Throughout this article we’ll show you how to use Python to interface with the popular MongoDB (v3.4.0) database, along with an overview of SQL vs. NoSQL, PyMongo (v3.4.0), and MongoEngine (v0.10.7), among other things.

SQL vs NoSQL

In case you aren’t familiar with it, MongoDB is a NoSQL database which has become pretty popular throughout the industry in recent years. NoSQL databases provide features of retrieval and storage of data in a much different way than their relational database counterparts.

For decades, SQL databases used to be one of the only choices for developers looking to build large, scalable systems. However, the ever-increasing need for the ability to store complex data structures led to the birth of NoSQL databases, which allow a developer to store heterogeneous and structure-less data.

When it comes to the choices available, most people have to ask themselves the ultimate question, “SQL or NoSQL?” Both SQL and NoSQL have their strengths and weaknesses, and you should choose the one that fits your application requirements the best. Here are a few differences between the two:

SQL

  • The model is of a relational nature
  • Data is stored in tables
  • Suitable for solutions where every record is of the same kind and possesses the same properties
  • Adding a new property means you have to alter the whole schema
  • The schema is very strict
  • ACID transactions are supported
  • Scales well vertically

NoSQL

  • The model is non-relational
  • May be stored as JSON, key-value, etc. (depending on type of NoSQL database)
  • Not every record has to be of the same nature, making it very flexible
  • Add new properties to data without disturbing anything
  • No schema requirements to adhere to
  • Support for ACID transactions can vary depending on which NoSQL DB is used
  • Consistency can vary
  • Scales well horizontally

There are many other differences between the two types of databases but those mentioned above are some of the more important differences to know.

Depending on your specific scenario, the use of a SQL database may be preferred, while in other scenarios NoSQL is the more obvious choice to make.
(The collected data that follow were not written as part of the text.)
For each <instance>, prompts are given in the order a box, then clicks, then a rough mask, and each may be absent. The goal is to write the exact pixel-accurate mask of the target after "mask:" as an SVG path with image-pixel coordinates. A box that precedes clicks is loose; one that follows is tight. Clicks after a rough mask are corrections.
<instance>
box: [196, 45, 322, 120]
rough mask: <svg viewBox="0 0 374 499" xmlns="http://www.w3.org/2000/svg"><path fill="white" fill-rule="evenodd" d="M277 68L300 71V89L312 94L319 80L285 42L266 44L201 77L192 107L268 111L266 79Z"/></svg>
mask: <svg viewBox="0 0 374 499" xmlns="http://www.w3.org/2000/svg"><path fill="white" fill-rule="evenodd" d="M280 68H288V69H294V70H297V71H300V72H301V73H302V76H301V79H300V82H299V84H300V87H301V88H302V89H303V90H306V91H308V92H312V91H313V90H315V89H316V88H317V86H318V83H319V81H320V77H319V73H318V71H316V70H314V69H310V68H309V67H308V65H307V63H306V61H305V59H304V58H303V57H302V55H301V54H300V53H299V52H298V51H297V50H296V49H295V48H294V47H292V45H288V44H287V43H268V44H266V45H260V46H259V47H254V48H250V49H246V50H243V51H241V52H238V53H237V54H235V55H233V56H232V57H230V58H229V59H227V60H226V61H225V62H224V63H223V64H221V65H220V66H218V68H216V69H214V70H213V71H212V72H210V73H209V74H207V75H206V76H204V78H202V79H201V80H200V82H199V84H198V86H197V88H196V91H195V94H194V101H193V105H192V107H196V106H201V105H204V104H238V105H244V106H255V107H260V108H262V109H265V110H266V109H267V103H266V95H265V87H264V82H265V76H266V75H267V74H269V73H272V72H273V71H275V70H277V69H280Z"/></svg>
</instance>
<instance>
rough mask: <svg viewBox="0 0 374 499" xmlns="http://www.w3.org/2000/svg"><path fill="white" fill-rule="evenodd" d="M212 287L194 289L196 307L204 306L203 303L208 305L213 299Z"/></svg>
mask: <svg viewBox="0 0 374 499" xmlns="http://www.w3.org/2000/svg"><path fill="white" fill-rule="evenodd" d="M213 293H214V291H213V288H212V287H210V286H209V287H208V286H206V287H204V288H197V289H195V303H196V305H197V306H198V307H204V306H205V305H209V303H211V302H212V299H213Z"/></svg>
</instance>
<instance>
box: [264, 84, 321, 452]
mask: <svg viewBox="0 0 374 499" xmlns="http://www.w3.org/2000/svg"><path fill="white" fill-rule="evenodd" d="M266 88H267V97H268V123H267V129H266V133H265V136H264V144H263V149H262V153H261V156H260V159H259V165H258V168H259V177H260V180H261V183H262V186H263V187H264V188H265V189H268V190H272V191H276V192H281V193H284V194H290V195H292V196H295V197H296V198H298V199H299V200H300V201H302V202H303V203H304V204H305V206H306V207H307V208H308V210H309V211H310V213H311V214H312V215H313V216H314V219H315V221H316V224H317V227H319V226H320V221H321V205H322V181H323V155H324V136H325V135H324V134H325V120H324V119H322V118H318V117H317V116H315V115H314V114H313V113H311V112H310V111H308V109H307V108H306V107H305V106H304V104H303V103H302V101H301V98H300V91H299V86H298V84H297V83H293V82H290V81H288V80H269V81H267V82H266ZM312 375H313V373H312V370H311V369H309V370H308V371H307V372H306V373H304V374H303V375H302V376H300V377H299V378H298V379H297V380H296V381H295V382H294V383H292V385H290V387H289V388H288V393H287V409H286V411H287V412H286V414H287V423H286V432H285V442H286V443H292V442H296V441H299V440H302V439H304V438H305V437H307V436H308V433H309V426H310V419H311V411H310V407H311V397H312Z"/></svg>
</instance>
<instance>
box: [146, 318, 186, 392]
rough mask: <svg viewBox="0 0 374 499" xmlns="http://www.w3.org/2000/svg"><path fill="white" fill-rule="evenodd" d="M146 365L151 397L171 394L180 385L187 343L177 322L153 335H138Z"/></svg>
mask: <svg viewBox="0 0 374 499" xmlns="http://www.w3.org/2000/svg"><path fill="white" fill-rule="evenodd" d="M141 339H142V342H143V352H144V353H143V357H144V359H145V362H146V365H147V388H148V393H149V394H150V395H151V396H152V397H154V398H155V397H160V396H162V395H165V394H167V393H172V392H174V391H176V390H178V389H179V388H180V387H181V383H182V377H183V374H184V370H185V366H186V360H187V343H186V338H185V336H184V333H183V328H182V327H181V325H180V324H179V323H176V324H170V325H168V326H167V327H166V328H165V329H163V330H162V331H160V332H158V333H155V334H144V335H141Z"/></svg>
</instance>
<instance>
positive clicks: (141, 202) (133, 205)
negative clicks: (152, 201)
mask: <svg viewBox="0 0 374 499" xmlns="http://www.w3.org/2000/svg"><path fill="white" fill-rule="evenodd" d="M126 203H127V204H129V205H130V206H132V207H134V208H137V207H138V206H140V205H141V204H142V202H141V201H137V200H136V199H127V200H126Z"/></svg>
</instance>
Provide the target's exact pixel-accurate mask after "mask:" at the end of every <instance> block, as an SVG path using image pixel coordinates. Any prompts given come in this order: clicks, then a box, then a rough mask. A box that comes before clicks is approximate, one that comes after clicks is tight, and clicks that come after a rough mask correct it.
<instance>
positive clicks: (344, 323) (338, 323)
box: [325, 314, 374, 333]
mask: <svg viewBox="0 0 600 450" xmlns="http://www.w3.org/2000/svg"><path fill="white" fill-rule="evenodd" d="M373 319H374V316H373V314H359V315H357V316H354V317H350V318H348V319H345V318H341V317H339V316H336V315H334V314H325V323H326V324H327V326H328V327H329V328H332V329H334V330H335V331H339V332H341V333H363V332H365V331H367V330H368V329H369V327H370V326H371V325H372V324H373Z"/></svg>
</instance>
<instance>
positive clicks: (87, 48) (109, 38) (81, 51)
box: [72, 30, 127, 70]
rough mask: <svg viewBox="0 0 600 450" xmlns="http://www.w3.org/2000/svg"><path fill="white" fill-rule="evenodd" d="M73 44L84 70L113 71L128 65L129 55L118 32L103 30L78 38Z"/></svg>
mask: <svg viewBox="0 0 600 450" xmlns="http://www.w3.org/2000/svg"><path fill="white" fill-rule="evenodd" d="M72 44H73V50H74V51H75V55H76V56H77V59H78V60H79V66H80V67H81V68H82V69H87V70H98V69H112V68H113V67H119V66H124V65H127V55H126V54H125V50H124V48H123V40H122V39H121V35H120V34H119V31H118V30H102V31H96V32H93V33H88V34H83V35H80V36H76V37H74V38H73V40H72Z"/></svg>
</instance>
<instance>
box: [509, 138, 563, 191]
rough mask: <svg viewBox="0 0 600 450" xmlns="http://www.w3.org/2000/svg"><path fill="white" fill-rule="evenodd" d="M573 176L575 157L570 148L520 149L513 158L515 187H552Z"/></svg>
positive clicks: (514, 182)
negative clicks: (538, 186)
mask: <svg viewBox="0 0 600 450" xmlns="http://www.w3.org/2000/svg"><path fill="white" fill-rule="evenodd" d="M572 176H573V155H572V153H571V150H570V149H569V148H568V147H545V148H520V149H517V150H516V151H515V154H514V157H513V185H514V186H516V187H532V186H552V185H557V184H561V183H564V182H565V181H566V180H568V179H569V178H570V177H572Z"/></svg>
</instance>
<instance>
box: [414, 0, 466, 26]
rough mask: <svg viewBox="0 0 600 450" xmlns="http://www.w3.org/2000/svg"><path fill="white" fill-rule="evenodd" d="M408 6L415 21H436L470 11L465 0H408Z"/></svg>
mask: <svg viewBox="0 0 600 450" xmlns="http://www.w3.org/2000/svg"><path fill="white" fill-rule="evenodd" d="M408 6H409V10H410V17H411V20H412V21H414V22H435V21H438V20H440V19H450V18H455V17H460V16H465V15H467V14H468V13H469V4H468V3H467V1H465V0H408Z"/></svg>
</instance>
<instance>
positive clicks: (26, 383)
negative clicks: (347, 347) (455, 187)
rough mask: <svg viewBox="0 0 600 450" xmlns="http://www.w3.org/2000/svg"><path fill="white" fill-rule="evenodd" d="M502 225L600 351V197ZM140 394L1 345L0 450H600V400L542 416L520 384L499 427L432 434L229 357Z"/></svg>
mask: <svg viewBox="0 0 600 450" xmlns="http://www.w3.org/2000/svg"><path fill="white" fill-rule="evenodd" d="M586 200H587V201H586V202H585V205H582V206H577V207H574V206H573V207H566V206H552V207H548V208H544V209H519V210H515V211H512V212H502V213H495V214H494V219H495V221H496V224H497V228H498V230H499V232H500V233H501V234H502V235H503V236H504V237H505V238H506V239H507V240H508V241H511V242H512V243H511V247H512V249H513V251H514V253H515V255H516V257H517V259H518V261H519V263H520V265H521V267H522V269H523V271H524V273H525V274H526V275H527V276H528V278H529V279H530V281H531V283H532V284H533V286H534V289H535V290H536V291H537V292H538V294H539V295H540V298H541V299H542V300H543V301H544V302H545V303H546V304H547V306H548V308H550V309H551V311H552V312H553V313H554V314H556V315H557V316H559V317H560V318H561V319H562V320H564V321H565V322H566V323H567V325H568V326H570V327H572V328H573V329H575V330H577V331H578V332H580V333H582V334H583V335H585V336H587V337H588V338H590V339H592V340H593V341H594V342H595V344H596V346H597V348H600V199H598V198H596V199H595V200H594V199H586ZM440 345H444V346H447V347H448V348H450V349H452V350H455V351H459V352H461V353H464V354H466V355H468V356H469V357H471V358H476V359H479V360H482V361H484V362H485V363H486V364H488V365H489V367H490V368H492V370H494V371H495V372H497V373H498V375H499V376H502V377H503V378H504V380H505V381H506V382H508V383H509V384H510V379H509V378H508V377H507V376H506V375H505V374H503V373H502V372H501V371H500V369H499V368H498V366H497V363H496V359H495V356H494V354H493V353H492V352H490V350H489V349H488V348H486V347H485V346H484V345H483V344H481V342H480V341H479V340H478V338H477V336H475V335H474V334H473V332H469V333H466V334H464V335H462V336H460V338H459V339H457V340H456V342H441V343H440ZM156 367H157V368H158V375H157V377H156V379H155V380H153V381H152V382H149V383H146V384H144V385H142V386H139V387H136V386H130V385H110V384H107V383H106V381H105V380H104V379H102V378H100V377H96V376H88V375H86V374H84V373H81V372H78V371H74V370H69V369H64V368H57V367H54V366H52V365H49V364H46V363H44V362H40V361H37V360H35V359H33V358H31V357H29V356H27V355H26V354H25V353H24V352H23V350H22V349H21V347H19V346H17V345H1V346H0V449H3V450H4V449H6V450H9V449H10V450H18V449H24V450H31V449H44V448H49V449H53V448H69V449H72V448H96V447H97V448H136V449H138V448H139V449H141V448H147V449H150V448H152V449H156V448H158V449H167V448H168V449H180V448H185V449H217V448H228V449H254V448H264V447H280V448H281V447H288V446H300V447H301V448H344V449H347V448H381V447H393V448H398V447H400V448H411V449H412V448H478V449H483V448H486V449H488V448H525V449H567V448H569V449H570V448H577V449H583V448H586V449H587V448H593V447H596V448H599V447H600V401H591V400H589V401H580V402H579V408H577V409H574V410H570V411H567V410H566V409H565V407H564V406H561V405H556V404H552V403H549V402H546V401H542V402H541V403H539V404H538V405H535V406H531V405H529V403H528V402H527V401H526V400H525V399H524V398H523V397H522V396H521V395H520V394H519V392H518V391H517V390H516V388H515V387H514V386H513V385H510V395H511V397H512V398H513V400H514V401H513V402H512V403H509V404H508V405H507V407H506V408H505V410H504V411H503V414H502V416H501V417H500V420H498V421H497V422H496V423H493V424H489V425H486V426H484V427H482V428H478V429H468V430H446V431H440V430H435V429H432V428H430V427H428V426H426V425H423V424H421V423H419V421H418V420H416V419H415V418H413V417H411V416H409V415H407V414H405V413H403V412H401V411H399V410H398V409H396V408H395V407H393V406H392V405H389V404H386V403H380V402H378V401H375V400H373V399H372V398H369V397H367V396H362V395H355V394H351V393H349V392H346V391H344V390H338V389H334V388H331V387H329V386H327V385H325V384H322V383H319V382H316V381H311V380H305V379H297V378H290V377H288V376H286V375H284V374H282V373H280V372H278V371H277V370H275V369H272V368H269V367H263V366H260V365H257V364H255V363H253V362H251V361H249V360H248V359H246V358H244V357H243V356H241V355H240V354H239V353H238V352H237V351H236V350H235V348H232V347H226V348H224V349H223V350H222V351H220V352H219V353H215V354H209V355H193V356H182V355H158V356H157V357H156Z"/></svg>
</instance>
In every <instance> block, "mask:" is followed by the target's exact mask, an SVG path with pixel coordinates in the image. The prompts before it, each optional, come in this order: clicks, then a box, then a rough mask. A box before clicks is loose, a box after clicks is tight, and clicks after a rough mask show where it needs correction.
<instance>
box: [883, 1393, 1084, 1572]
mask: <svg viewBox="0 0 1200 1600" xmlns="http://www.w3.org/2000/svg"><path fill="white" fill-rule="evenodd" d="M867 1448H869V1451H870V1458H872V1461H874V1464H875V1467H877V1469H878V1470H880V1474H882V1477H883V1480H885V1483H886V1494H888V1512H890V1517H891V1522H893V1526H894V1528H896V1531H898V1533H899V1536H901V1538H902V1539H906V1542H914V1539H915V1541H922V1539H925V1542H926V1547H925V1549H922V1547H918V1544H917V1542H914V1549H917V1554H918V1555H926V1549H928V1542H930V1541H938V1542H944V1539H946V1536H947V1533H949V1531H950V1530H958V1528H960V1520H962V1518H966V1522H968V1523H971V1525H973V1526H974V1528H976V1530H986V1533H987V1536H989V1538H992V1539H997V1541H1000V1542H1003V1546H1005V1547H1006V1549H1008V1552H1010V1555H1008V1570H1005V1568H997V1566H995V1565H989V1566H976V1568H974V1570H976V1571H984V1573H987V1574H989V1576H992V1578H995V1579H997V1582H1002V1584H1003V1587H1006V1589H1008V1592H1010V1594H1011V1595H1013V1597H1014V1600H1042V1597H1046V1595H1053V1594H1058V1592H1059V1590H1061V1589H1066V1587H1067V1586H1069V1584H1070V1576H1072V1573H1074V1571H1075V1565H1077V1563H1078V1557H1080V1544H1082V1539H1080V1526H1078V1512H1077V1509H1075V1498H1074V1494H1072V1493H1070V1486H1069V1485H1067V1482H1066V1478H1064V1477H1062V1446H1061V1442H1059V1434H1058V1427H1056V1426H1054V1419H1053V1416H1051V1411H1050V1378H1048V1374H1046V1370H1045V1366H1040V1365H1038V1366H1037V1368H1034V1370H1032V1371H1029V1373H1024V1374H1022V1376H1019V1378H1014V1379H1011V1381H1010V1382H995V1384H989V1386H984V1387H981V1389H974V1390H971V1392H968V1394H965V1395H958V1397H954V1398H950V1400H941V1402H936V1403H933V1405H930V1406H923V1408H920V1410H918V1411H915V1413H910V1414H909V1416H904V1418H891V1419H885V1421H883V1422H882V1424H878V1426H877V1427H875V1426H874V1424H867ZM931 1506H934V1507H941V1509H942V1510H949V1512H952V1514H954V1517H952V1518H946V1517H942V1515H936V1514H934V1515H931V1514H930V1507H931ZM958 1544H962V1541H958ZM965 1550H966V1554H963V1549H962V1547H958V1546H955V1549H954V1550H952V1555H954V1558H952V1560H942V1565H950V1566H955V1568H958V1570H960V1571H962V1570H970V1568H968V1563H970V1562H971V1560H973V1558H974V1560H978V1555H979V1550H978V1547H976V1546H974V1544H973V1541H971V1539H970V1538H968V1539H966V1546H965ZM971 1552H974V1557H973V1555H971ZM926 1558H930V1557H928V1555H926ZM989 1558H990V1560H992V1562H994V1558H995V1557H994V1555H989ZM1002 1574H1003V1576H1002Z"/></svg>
When choosing a database you should consider the strengths and weaknesses of each database carefully.

One of the great things about NoSQL is that there are many different types of databases to choose from, and each has its own use-cases:

There are quite a few more, but these are some of the more common types.

In recent years, SQL and NoSQL databases have even begun to merge. For example, PostgreSQL now supports storing and querying JSON data, much like Mongo. With this, you can now achieve much of the same with Postgres as you can with Mongo, but you still don’t get many of the Mongo advantages (like horizontal scaling and the simple interface, etc.). As this article puts it:

If your active data sits in the relational schema comfortably and the JSON content is a cohort to that data then you should be fine with PostgreSQL and it’s much more efficient JSONB representation and indexing capabilities. If though, your data model is that of a collection of mutable documents then you probably want to look at a database engineered primarily around JSON documents like MongoDB or RethinkDB.

MongoDB

Let’s now shift our attention to the main focus of this article and shed some light on the specifics of MongoDB.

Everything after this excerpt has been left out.